I wished I hadn’t insisted on taking my own room — I would have known where Jack was, if he was still alive, and whether I should stay in Yekaterinburg and wait for him or continue on my way. The remorse tore at me, and yet there was no fixing it. It was the same truth I had realized only gradually after my papa had passed away, so long ago: the truth that some things could not be fixed no matter how much you turned them in your head and wished they would be otherwise. The realization often descended early in the morning, in that fuzzy domain between sleep and wakefulness, where — despite what your dreams still whispered in your head — those who were dead would remain dead. Grief was always freshest in the mornings, but I now allowed the memory of it to distract me from my current misery.
“Where is your friend?” Kuan Yu asked.
“I don’t know,” I answered. In my distress, I could not even start making up a plausible lie, and so instead I told them we had been separated while in town, and now I couldn’t decide whether to continue or not.
“Of course not,” Liu Zhi said. “You don’t leave a friend behind — there will be another train tomorrow.”
“But we are in a hurry,” I said. “Besides, I worry those people you helped us push off the train will come back.”

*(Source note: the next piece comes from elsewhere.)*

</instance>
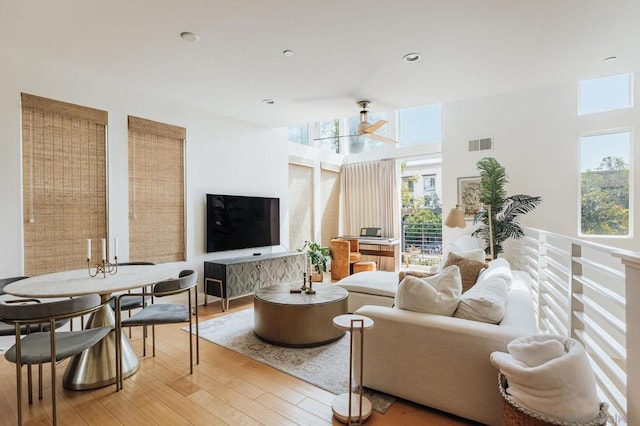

“All the more reason to not abandon your friend,” Kuan Yu said, the confusion written on his honest, broad face that reminded me of Anastasia at that moment. “What sort of a soldier are you?”
“Not a very good one,” I said, simultaneously afraid and giddy with the thought that between them Liu Zhi and Kuan Yu were generating enough guilt to chase me off the train, and wondered how far would my shame push me. The role of embarrassment in human history was vastly underestimated. As I picked up my satchel and hobbled on my distended ankle toward the doors of the carriage, it occurred to me that many instances of heroism, acknowledged in books and history records and Jack’s beloved penny dreadfuls, were likely to have been inspired purely by embarrassment, by fear of looking foolish or cowardly in front of total strangers. So I smiled and waved at Kuan Yu and Liu Zhi. “It was nice meeting you. Have a safe and pleasant journey.”
They waved back and whispered to each other fiercely, their words obscured by their language as well as hissing of the steam — the train was getting ready to leave, and its breath, a cloud of milk in the clear water of the winter air, curdled and billowed all around me as soon as I stepped onto the platform. I thought I heard voices calling after me, but I was too fatigued and frightened and hurt to turn back and ask what they wanted.